Abstract:
The paper is an attempt to show how semiotic study can be used to
understand aspects of communication in food product advertising design. I
will bring up some of the most common concepts and ideas in semiotics and
see how they can be understood in such a context. I will also use some
theories to analyze some underlying values and concepts like the complex
interplay between sign systems, connotation and denotation, meaning and
form. To apply semiotics in food product adverts has provide me with a set of
invaluable tools for analyzing issues like identity, metaphors and
representations.
This approach studies how meanings are made in a set of two adverts
and is not only being concerned with communication but also with the
construction and maintenance of reality. By studying and applying semiotics
to advertising we can become more aware of reality as a construction of the
roles played by ourselves in representing or constructing it. Semiotics can
assist us to understand that information or meaning is not “contained” in the
world around us, books, products and items. Meaning is not “transmitted” to
us – we actively create and represent it according to a complex interplay of
codes of which we are normally not aware.

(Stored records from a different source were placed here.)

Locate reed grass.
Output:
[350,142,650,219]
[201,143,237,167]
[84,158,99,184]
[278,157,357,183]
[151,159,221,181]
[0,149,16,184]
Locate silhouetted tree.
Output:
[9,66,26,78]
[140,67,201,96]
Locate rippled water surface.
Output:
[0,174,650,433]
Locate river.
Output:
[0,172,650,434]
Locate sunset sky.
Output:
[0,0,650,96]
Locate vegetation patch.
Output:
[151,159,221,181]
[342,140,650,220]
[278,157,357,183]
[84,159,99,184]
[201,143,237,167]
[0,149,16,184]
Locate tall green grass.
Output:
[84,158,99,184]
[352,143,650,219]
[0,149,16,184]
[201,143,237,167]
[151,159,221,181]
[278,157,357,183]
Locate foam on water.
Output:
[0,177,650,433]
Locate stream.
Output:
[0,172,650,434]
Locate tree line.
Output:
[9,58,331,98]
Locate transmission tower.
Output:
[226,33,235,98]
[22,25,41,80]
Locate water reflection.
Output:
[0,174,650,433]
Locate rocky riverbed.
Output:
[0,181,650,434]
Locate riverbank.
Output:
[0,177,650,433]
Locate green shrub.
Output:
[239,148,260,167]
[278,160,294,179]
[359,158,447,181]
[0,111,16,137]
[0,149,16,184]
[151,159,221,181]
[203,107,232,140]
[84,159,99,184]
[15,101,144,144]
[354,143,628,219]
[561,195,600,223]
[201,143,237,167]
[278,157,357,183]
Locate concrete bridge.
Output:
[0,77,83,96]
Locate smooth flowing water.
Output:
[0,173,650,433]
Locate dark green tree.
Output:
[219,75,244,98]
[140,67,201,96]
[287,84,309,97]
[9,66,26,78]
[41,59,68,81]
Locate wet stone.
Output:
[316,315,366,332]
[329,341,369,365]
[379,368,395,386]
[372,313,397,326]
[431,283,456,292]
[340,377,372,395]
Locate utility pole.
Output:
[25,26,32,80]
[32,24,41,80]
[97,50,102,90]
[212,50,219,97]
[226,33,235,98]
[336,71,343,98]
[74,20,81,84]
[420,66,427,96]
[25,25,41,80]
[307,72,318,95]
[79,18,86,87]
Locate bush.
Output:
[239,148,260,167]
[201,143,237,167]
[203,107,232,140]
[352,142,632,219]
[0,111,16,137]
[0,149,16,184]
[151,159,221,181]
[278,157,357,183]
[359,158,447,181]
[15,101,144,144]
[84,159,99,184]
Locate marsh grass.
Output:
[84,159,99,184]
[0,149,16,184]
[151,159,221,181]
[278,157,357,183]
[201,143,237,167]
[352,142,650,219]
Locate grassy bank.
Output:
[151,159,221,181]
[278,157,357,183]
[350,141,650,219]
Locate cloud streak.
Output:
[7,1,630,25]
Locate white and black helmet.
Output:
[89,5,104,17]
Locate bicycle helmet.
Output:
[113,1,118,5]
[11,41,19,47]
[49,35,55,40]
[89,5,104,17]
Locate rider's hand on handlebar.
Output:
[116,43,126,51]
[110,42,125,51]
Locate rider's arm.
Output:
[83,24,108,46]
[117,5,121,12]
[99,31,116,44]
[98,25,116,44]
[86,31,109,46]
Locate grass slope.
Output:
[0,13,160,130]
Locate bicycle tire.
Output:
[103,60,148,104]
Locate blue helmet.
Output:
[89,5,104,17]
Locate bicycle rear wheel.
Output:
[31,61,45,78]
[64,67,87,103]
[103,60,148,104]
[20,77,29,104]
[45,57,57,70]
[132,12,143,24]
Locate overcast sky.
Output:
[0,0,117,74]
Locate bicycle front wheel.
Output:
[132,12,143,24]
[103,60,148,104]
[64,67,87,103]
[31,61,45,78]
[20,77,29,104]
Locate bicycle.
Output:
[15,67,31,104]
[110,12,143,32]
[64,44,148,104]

Semiotics therefore studies not
only “signs” in every day speech such as symbols, paintings or pictures,
traffic signs or mathematic symbols, but everything which “stands for”
something else.
The two adverts to be analyzed do not physically represent the
products themselves; they provide an important iconic representation of both
the product advertised and what the product should stand for. Thus, the
analysis of these adverts strongly focuses upon the advertisements’
photographic imagery, and the ways in which this imagery generates the
appropriate signified concepts (or emotional overtones) which promote the
image of the product.
Therefore, the paper analyzes individually the two adverts in terms of
their status as signs, metaphors and representations, whose associative
meanings not only give a favorable impression of the product, but are also
compatible with and complementary to the context in which they are situated;
thus illustrating Umberto Eco’s claim that the medium and message may be
“charged with cultural signification”.[2]